Catal, qui a été la première mairesse de Torrent -il en a été blâmé lorsqu'elle a affronté l'actuel maire Joan Rib lors des dernières élections municipales- et de là, elle a fait le saut au ministère de l'Éducation, est une Le pari de Gnova. Mais ce n'était pas le pari de l'actuelle présidente de la Communauté valencienne, Isabel Bonig, et encore moins de l'ancien président valencien Francisco Camps.

Par ailleurs, le chemin de Catal à la présidence du PP de Valence est encore venu au dernier moment avec la pierre des Camps, marquée pour le parrainage d'un candidature alternative pour contester la direction du congrès local. Dans un mouvement quelque peu bizarre que des sources "populaires" attribuent à son malaise général avec le parti, l'ancien président a réussi à obtenir certains de ses partisans partageant les mêmes idées de la candidature de Jess Crespo. Mais si Catal a présenté 609 garanties, Crespo a mis sur la table le minimum requis (45). Les avenants de ces derniers, cependant, ont été annulés, en partie parce que beaucoup de ceux qui les ont signés n'étaient pas à jour avec le paiement des frais de partie ou ils n'apparaissent même pas dans le recensement des membres du PP de Valence.

Il ne faut pas oublier ici que le choix de Catal par Pablo Casado comme candidat à la mairie de Valence était alors perçu comme le pari d'un profil modéré. Bien que sorti de l'aile démocrate-chrétienne dirigée par le chef historique Juan Cotino – récemment décédé par un coronavirus – Catal était même interrogé par les secteurs les plus valenciens ou régionalistes du PP de Valence.

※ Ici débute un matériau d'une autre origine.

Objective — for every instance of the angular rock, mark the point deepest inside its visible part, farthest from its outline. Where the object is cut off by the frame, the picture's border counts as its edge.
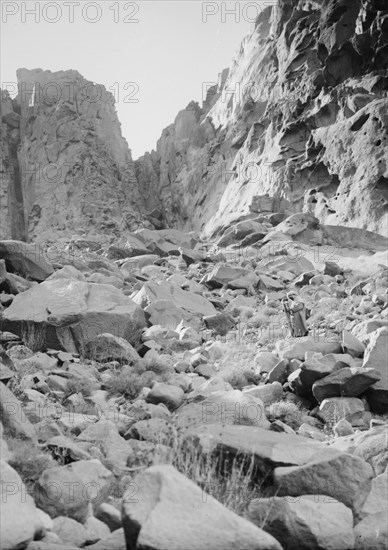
(171, 396)
(352, 345)
(13, 415)
(224, 408)
(372, 532)
(25, 259)
(169, 511)
(60, 492)
(348, 382)
(67, 314)
(371, 446)
(20, 520)
(70, 531)
(267, 393)
(220, 323)
(268, 449)
(298, 349)
(193, 303)
(376, 357)
(224, 274)
(106, 347)
(344, 477)
(333, 409)
(306, 523)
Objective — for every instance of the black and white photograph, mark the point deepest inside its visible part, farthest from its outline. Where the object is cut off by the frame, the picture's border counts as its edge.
(194, 275)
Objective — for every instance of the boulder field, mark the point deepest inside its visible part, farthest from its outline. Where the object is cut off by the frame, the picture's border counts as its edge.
(161, 384)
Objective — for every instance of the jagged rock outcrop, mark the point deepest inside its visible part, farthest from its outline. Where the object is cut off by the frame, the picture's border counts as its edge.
(68, 170)
(302, 116)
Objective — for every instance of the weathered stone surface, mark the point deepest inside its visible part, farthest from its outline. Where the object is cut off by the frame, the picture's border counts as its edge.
(76, 171)
(307, 523)
(106, 347)
(70, 531)
(269, 449)
(67, 314)
(332, 409)
(53, 494)
(20, 521)
(347, 382)
(171, 396)
(376, 357)
(298, 349)
(352, 345)
(371, 446)
(372, 532)
(169, 512)
(193, 303)
(25, 259)
(13, 415)
(344, 477)
(224, 408)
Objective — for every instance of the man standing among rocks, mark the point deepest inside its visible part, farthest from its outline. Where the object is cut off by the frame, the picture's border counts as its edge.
(295, 311)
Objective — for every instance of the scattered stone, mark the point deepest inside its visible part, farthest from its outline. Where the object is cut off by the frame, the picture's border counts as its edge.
(70, 531)
(170, 512)
(375, 357)
(106, 347)
(171, 396)
(20, 520)
(347, 382)
(344, 477)
(343, 427)
(307, 523)
(26, 259)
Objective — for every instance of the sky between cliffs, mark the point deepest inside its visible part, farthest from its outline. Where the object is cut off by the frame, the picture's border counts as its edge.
(153, 55)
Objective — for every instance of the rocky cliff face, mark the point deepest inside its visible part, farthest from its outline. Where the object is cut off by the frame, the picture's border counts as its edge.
(302, 116)
(67, 168)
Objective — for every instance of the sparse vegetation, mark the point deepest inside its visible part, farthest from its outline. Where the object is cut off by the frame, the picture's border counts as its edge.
(230, 481)
(82, 385)
(33, 335)
(28, 460)
(289, 413)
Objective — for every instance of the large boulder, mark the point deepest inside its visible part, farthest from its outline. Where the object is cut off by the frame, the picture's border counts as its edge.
(106, 347)
(296, 349)
(267, 448)
(376, 357)
(20, 520)
(66, 314)
(170, 511)
(13, 415)
(183, 299)
(344, 477)
(224, 408)
(25, 259)
(306, 523)
(347, 382)
(371, 446)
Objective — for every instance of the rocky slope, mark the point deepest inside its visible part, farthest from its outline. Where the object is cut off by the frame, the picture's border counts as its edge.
(302, 116)
(165, 389)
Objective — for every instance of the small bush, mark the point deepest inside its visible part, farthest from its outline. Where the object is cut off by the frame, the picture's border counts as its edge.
(229, 481)
(287, 412)
(28, 460)
(161, 366)
(33, 336)
(79, 385)
(127, 382)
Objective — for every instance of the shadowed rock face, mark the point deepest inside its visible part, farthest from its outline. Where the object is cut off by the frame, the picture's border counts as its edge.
(300, 116)
(68, 168)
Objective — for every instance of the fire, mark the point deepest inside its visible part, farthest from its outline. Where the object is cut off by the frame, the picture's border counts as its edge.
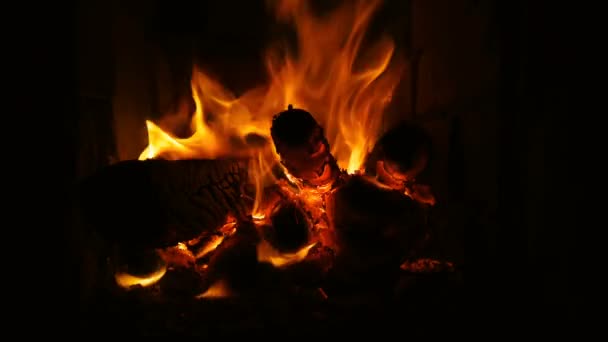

Sans surprise, il a acquis une projection politique avec son passage à travers le Ministère de l'Éducation. Il a atterri dans ce département au moment le plus difficile, en 2012, au milieu d'une vague de coupures et lorsque l'école publique était en armes contre le gouvernement valencien d'Alberto Fabra. Il a géré la tempête parfaite et a montré son tempérament dialogique. Au point qu'il a ouvert les portes du ministère pour École valencienne pour rencontrer ses dirigeants, ce que personne du PP n'avait jamais fait auparavant.

Catal, qui parle le valencien, avait déjà été volontaire linguistique pour cette entité qui promeut l'immersion en valencien à l'école. Un geste qui lui a valu dans certains cas le surnom de catalaniste, et que Catal a déjà été chargé d'enterrer avec un discours qui défend fermement le être d'identité valencienne.

Cela dit, la porte-parole du PP à la mairie de Valence n'a pas hésité à embrasser le postulats verts et de proposer de nouveaux plans urbains et de mobilité dans leur présentation politique qui feront de Valence la ville la plus écologique d'Espagne. Un projet d'investissement, soit dit en passant, pour lequel il ne veut pas franchir la barrière du million d'habitants.

Bonig n'a pas entravé le choix du Catal par Casado, mais il est vrai aussi qu'il n'a jamais été le sien. En fait, si elle devenait maire, personne ne doute que Catal aurait suffisamment de pouvoir pour faire et défaire à sa guise dans la fête et, si elle le voulait, pour contester la direction de Bonig. De là, lorsque l'actuel président du Conseil provincial d'Alicante, Carlos Mazn, est nommé tour à tour président provincial du PP, lui et Catal seront ceux qui pourront éclipser Bonig.

Ayant réussi pour le moment à faire fonctionner l'opposition de Citoyens -quand il était plus facile pour le parti orange de surprendre le "populaire", Catal est appelé dans un proche avenir à récupérer Valence pour le PP après le "choc" qui a conduit à la marche -et à la mort- de Rita Coiffeur.